Although Chile is never actually named in the film, Viña del Mar and Santiago are, and so it is clear that Chile is the location of the film. And Chile is depicted as hell, as a place of unparalleled violence and bloodshed, as a place brutally and totally ruined by a ruthless quest for power. One mournful Chilean says, "The junta has destroyed in a few weeks everything that was beautiful about this country". In one scene, a beautiful white horse gallops through the burning city streets, chased by a jeep full of shooting soldiers trying to kill it; this scene is a perfect symbol of this destruction. Chile is no longer a place for men. Edmund Horman asks desperately, as gunshots ring out in the streets, "What kind of world is this?". Later he admits that this place has "torn his heart out of him". The Chilean soldiers are the ubiquitous and terrible demons in this hell, murdering innocents in the streets, cold-hearted and cruel behind their hard faces. They are true South American military villains, capable of the utmost destruction. Their victims were once ordinary Latin American citizens; they have become nameless piles of bodies. Shots and explosions punctuate every hour; in the end, they no longer surprise anyone. The Chile in the film is Hell itself.

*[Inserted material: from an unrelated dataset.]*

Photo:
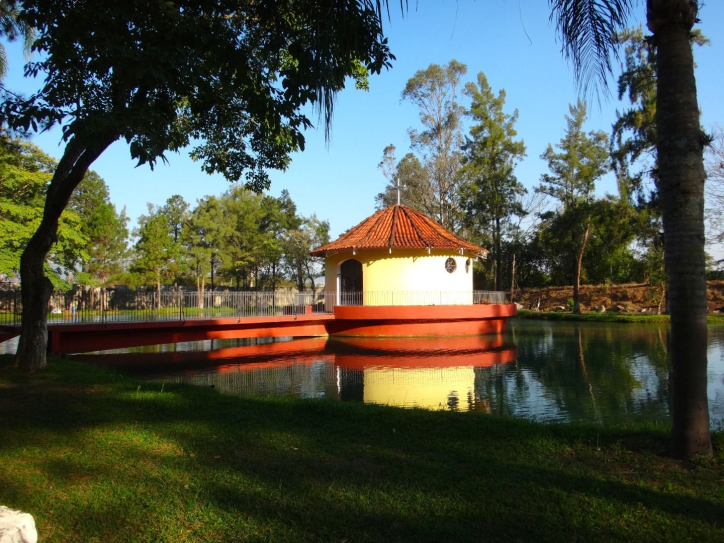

This hell is partly created by the seemingly eternal U.S. quest for power. The Cold War rhetoric of the film centres mainly around the Ambassador's speech to Edmund Horman. "There are 3000 American firms in Chile," he says, "and we need to protect their interests. We are protecting your interests, too, Mr. Horman. We are preserving the American way of life." He goes on to remind Edmund that were it not for his son's disappearance, he would be sitting at home, oblivious of the events in Chile. The theme of American political manipulation is pervasive throughout the film, and is Gavras' main criticism. Although the Chilean military officers are those shown directly committing the acts of violence, they remain flat and numerous, while the American officials are prominent characters whose shameless lies and remorseless disregard for human life evoke the most shock and disgust from the viewers. In all the chaos and suffering, the Americans seem unruffled and slightly amused. And so Latin America is depicted as a place where the United States wants to have the ultimate power, at any cost. The United States can sink to any level, to the level of Pinochet's brutal military government. No problem, as long as American interests are protected. The cost of American manipulation is borne solely by Latin America, whose people die by the masses, whose living citizens live a life of debilitating fear, whose streets are riddled with bullet holes. The U.S. doesn't care if Latin America is completely decimated, as long as they control it.